Les coliques

Les coliques

- Système digestif

Un cheval qui se roule, gratte au sol et se regarde le flanc… Ces symptômes bien connus des cavaliers sont surveillés avec attention. Il faut dire que les « coliques », terme qui regroupe tous les types de douleurs abdominales, sont la hantise de tout propriétaire d’équidé, et à raison : Les coliques sont la plus grande cause de mortalité chez le cheval.

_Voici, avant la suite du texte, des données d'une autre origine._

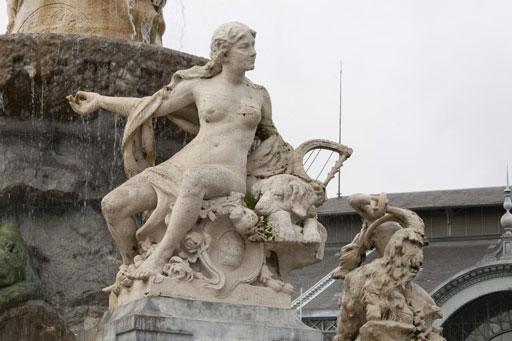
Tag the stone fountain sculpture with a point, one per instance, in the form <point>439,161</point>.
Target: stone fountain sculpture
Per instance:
<point>379,301</point>
<point>229,215</point>
<point>56,166</point>
<point>136,20</point>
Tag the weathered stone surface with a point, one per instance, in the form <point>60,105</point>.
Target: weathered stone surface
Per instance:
<point>33,321</point>
<point>140,20</point>
<point>162,318</point>
<point>17,280</point>
<point>56,166</point>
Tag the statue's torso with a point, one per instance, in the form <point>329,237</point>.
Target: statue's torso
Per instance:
<point>228,121</point>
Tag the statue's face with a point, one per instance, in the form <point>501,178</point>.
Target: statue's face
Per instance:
<point>412,259</point>
<point>12,257</point>
<point>242,54</point>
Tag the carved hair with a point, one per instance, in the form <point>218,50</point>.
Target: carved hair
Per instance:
<point>224,37</point>
<point>389,273</point>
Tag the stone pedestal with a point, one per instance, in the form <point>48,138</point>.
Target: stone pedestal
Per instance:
<point>163,318</point>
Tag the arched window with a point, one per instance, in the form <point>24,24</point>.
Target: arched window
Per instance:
<point>487,318</point>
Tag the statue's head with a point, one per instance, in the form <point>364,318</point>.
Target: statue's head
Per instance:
<point>403,255</point>
<point>233,43</point>
<point>12,255</point>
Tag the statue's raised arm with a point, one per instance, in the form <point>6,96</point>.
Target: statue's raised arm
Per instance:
<point>205,236</point>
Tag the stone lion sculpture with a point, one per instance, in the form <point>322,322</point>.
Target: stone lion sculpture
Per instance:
<point>18,282</point>
<point>289,205</point>
<point>380,301</point>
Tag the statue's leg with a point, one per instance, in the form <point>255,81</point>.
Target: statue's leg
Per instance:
<point>134,196</point>
<point>197,184</point>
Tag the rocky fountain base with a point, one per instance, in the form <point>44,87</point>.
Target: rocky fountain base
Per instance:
<point>56,166</point>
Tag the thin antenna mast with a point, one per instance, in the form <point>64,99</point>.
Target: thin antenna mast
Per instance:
<point>339,127</point>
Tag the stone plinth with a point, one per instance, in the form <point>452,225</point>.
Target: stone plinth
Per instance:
<point>162,318</point>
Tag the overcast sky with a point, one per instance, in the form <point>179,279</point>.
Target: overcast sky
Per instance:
<point>427,85</point>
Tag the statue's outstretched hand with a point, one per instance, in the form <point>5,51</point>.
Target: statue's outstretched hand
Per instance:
<point>84,103</point>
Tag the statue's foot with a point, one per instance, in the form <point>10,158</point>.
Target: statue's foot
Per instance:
<point>312,237</point>
<point>149,268</point>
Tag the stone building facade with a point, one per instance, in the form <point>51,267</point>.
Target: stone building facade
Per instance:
<point>467,266</point>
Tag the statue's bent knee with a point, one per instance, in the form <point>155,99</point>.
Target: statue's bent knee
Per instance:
<point>109,205</point>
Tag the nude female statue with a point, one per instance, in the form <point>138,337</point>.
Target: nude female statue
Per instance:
<point>213,164</point>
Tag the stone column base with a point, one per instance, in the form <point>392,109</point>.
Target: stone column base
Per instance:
<point>163,318</point>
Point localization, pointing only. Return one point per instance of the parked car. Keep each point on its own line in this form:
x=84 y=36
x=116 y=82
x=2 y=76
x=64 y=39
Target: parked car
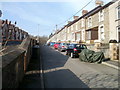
x=63 y=46
x=56 y=45
x=51 y=44
x=74 y=50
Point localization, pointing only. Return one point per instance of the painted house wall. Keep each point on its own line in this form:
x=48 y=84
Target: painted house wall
x=113 y=21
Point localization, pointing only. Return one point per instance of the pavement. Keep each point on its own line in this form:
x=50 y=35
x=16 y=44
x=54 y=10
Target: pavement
x=112 y=63
x=61 y=71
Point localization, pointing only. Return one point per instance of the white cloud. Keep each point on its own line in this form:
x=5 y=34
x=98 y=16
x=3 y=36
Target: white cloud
x=20 y=12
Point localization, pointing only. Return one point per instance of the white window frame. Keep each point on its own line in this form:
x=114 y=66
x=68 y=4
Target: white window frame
x=101 y=15
x=76 y=26
x=89 y=21
x=78 y=36
x=82 y=22
x=117 y=12
x=101 y=33
x=83 y=35
x=118 y=30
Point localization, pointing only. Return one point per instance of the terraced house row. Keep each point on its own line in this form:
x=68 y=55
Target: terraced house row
x=100 y=25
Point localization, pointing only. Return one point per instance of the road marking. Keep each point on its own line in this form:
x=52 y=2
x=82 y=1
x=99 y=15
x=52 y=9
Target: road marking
x=111 y=65
x=54 y=69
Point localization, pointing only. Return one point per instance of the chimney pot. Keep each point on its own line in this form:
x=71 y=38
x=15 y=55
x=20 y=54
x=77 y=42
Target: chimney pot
x=84 y=12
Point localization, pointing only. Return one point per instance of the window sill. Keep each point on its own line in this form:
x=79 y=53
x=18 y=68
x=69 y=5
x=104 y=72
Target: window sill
x=117 y=20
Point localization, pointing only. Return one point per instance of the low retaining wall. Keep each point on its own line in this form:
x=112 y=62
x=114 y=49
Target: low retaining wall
x=14 y=64
x=101 y=48
x=110 y=50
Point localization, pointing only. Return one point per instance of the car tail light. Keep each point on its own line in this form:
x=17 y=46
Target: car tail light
x=75 y=49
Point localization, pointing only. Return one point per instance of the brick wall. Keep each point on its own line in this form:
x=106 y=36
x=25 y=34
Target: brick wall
x=14 y=64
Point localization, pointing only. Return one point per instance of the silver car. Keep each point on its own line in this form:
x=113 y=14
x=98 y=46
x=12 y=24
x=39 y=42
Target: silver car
x=63 y=46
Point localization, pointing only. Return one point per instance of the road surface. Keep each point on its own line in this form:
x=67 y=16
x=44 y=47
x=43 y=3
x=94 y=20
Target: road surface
x=61 y=71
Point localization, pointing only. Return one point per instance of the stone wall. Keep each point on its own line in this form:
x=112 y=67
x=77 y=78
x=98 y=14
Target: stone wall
x=100 y=47
x=15 y=62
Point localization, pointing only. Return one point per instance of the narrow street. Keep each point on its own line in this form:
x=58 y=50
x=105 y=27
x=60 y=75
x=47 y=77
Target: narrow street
x=61 y=71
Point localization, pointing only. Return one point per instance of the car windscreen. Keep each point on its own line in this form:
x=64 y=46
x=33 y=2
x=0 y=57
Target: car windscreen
x=57 y=43
x=81 y=46
x=71 y=46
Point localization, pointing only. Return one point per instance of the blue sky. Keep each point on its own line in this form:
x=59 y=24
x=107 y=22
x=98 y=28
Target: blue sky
x=40 y=18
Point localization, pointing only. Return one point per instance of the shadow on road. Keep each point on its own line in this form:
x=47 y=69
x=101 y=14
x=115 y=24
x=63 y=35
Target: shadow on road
x=32 y=76
x=52 y=58
x=63 y=78
x=55 y=75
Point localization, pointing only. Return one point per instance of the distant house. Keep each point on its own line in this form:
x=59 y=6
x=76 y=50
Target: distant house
x=114 y=21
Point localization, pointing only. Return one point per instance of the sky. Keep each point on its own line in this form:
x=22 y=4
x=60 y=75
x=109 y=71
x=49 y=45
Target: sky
x=41 y=17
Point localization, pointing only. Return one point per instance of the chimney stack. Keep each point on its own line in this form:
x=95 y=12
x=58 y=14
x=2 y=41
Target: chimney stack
x=84 y=12
x=76 y=17
x=98 y=2
x=0 y=13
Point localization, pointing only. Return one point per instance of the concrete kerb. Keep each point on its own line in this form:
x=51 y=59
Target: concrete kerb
x=110 y=65
x=41 y=73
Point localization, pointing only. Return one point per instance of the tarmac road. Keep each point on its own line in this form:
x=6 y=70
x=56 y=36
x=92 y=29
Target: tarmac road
x=61 y=71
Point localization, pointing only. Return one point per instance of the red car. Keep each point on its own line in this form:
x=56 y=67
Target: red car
x=56 y=45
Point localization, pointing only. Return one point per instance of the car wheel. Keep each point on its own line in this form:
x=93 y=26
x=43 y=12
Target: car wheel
x=71 y=55
x=66 y=53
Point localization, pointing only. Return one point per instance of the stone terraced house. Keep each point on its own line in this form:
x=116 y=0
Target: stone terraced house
x=94 y=26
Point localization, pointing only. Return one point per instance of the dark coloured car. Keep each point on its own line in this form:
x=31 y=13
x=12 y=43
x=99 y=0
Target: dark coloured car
x=63 y=46
x=74 y=50
x=51 y=44
x=56 y=45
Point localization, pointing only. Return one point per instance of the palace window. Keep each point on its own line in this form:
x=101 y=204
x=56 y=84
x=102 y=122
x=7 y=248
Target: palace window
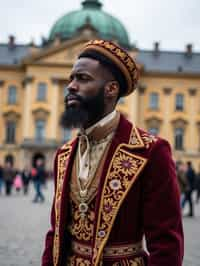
x=178 y=138
x=42 y=91
x=10 y=132
x=40 y=130
x=12 y=94
x=153 y=131
x=121 y=100
x=179 y=102
x=153 y=101
x=65 y=91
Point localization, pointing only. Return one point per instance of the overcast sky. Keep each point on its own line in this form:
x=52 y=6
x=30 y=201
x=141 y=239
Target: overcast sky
x=173 y=23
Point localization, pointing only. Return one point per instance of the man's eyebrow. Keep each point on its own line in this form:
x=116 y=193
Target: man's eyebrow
x=80 y=71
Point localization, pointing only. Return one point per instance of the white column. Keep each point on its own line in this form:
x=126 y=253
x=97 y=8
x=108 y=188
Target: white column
x=193 y=146
x=27 y=108
x=1 y=107
x=134 y=104
x=166 y=113
x=54 y=109
x=140 y=105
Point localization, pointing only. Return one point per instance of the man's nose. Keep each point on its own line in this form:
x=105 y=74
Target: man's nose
x=73 y=86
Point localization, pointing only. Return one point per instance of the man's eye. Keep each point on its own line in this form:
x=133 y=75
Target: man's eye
x=83 y=77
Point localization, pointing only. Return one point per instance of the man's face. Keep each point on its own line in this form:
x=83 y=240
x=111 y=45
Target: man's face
x=85 y=99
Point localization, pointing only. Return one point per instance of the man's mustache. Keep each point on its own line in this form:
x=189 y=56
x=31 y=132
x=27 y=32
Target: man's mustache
x=73 y=96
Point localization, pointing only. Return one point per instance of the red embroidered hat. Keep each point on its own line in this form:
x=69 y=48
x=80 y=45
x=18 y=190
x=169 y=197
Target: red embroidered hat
x=117 y=59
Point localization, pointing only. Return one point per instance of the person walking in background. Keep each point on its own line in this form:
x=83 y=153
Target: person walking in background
x=18 y=182
x=38 y=179
x=182 y=180
x=190 y=174
x=26 y=177
x=9 y=175
x=198 y=186
x=1 y=179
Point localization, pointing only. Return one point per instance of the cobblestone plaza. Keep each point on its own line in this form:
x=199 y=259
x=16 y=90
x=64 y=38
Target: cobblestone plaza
x=23 y=226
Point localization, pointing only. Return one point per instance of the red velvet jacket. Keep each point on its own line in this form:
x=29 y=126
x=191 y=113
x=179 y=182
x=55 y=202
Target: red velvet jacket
x=145 y=202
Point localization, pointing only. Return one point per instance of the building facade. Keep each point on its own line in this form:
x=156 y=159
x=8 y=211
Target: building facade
x=33 y=84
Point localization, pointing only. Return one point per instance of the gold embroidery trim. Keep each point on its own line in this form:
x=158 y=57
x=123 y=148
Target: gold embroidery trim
x=122 y=173
x=109 y=251
x=62 y=159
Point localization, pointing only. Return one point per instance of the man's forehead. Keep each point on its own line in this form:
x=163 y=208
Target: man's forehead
x=87 y=64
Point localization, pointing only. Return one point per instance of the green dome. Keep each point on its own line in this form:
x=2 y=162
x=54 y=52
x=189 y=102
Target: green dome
x=107 y=27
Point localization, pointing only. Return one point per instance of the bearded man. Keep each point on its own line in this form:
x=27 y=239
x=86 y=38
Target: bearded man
x=114 y=183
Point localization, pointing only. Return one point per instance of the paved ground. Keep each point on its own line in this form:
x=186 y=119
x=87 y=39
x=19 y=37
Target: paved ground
x=23 y=226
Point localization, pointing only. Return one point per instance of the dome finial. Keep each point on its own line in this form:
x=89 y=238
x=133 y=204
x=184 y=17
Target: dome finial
x=92 y=4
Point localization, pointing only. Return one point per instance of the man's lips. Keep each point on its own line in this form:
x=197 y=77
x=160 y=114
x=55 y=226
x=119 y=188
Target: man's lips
x=72 y=100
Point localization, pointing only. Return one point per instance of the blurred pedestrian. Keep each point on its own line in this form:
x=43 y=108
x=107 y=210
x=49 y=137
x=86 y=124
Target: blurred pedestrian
x=190 y=174
x=26 y=177
x=1 y=178
x=9 y=175
x=38 y=180
x=18 y=182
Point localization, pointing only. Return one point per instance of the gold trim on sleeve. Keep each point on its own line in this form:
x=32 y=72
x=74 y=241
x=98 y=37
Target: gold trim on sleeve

Le cheval, de par son système digestif singulier, est particulièrement à risque de souffrir de coliques. Ces douleurs peuvent avoir une origine infectieuse, être liées directement au cheval (son âge, sa race…), mais également à son mode de vie. Ainsi, il est possible de minimiser le risque pour son cheval de faire une colique en maîtrisant : son alimentation, son abreuvement ou encore son logement par exemple.
Les coliques correspondent à des douleurs pouvant toucher l’estomac, l’intestin grêle, le caecum ou encore le colon. Dans une grande majorité des cas, les symptômes de coliques sont liés à un blocage digestif. Ce blocage peut être dû à une obstruction par des aliments très fibreux comme de la paille, des copeaux de bois, du sable, des entérolithes, des lipomes, des parasites, ou par l’étranglement d’un morceau d’intestin par un autre ou par lui-même. Les symptômes de colique peuvent également être liés à une production massive de gaz dans le caecum/colon, à la suite de l’ingestion d’une quantité trop importante de sucres dits fermentescibles (amidon et/ou fructanes). Les ulcères se développant dans l’estomac et/ou l’intestin grêle peuvent également être à l’origine de symptômes de colique qui peuvent devenir chroniques.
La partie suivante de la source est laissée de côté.